Author:    Wenjuan Xue, Weiai Liu

Journal of Computational Mathematics, Vol. 38 (2020), Iss. 5 : pp. 683–704

Abstract

We propose a multidimensional filter SQP algorithm. The multidimensional filter technique proposed by Gould et al. [SIAM J. Optim., 2005] is extended to solve constrained optimization problems. In our proposed algorithm, the constraints are partitioned into several parts, and the entry of our filter consists of these different parts. Not only the criteria for accepting a trial step would be relaxed, but the individual behavior of each part of constraints is considered.
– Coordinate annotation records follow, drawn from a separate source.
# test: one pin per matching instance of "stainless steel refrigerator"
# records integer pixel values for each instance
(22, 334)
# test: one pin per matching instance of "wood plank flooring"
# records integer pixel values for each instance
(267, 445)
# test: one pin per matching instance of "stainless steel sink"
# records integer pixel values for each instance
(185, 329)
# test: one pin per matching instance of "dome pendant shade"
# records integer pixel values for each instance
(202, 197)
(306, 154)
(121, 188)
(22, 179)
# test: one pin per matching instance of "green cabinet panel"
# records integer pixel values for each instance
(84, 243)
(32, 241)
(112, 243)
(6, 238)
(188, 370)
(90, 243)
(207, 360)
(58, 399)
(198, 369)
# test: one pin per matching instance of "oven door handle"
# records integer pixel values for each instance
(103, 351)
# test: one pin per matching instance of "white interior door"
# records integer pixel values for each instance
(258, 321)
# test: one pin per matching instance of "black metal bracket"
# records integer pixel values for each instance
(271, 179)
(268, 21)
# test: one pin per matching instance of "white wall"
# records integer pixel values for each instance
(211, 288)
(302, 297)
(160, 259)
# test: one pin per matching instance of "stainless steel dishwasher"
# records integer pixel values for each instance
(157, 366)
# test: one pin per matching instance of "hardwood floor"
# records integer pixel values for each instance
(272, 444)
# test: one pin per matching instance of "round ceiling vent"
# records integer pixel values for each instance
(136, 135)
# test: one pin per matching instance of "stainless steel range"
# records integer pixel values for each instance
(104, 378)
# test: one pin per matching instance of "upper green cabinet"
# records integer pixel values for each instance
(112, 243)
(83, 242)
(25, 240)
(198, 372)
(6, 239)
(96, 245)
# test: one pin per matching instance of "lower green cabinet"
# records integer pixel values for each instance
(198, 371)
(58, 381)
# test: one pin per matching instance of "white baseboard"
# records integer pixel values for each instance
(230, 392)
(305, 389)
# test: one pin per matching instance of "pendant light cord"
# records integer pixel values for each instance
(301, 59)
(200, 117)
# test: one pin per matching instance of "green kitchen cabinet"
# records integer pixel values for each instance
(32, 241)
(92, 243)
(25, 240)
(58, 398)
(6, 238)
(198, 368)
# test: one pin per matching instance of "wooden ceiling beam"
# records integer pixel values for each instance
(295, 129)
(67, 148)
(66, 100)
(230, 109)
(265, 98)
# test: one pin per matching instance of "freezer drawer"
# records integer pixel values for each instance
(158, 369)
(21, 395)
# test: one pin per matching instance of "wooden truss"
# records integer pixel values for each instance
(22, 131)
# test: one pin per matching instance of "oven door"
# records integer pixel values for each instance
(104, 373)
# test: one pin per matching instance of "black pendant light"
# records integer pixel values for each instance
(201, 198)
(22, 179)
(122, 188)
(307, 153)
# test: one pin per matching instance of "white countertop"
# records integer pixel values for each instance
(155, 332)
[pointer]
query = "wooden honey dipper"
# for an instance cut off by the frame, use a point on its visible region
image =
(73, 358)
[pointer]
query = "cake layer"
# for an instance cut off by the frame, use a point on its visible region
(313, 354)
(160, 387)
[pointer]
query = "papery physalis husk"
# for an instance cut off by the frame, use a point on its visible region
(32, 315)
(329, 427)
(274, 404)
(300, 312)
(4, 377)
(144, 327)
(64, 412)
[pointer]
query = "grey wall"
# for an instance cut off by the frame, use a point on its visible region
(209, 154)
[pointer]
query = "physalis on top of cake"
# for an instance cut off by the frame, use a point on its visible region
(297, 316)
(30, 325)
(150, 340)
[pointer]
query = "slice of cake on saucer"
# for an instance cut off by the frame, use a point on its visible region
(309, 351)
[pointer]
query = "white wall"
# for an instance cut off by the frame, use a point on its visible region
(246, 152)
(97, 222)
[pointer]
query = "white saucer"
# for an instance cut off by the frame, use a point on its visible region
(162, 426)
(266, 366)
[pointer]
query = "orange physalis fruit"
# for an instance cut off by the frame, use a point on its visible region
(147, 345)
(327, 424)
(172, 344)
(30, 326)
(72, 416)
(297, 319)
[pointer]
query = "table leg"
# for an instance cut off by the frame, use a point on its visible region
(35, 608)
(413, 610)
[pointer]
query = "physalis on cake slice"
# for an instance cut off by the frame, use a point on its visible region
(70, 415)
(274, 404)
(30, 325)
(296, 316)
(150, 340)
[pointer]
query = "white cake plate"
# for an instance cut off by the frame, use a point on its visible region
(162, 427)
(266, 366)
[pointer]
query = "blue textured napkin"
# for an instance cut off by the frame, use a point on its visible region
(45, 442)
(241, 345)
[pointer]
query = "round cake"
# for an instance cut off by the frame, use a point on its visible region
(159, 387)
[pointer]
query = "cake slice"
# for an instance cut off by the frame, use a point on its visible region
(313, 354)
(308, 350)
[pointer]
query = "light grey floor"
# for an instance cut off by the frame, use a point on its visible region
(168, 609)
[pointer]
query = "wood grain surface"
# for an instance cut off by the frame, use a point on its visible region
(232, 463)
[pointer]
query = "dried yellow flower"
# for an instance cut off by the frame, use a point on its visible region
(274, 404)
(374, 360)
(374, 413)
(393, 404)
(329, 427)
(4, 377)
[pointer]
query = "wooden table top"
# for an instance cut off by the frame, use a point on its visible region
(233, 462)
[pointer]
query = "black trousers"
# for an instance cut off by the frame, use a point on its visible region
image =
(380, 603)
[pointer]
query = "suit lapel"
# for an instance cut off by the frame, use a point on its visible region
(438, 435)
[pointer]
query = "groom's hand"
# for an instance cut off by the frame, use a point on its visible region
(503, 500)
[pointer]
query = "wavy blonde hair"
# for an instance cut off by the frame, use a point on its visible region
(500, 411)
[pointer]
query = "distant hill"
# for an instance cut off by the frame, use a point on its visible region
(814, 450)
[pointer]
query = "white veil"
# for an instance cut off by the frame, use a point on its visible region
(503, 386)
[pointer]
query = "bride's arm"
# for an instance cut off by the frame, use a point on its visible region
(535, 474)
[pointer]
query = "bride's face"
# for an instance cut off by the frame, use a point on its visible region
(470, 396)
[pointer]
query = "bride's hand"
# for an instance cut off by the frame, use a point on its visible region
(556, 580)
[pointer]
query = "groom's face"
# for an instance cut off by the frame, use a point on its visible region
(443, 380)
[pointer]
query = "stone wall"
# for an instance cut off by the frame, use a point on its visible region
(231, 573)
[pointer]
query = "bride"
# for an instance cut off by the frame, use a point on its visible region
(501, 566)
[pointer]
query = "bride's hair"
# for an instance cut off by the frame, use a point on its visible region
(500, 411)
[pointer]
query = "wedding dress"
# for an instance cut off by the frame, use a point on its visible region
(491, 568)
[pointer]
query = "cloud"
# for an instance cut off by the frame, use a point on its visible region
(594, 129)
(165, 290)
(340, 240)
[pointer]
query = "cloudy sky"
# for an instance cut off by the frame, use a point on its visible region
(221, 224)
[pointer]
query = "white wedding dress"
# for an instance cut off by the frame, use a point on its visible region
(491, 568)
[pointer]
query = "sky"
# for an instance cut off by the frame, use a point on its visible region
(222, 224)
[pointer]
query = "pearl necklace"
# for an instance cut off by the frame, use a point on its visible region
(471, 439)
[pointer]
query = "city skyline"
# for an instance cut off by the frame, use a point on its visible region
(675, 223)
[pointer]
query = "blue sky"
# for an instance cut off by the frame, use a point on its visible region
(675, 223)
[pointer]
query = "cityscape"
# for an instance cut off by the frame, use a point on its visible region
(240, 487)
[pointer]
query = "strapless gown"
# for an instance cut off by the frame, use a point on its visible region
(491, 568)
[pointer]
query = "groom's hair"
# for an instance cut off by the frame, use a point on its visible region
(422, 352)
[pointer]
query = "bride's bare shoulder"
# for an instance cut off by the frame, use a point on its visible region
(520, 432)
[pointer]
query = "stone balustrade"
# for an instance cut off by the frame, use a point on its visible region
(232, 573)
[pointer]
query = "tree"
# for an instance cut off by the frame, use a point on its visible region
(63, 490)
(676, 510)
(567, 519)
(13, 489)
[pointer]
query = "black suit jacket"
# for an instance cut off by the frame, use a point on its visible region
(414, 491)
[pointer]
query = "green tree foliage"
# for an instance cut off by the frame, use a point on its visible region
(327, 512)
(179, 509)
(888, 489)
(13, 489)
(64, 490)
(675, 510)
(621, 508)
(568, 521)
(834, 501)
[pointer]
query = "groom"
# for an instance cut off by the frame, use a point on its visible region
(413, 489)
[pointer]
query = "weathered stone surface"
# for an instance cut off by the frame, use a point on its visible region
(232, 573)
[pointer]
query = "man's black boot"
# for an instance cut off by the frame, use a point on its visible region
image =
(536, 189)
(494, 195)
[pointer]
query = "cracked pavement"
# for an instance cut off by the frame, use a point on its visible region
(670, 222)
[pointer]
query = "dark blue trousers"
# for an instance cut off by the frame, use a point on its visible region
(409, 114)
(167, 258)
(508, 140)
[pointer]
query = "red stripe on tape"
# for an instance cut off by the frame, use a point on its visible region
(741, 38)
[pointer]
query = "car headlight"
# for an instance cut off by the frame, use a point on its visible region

One feature is that the undesirable link between the objective function and the constraint violation in the filter acceptance criteria disappears. The other is that feasibility restoration phases are unnecessary because a consistent quadratic programming subproblem is used. We prove that our algorithm is globally convergent to KKT points under the constant positive generators (CPG) condition which is weaker than the well-known Mangasarian-Fromovitz constraint qualification (MFCQ) and the constant positive linear dependence (CPLD). Numerical results are presented to show the efficiency of the algorithm.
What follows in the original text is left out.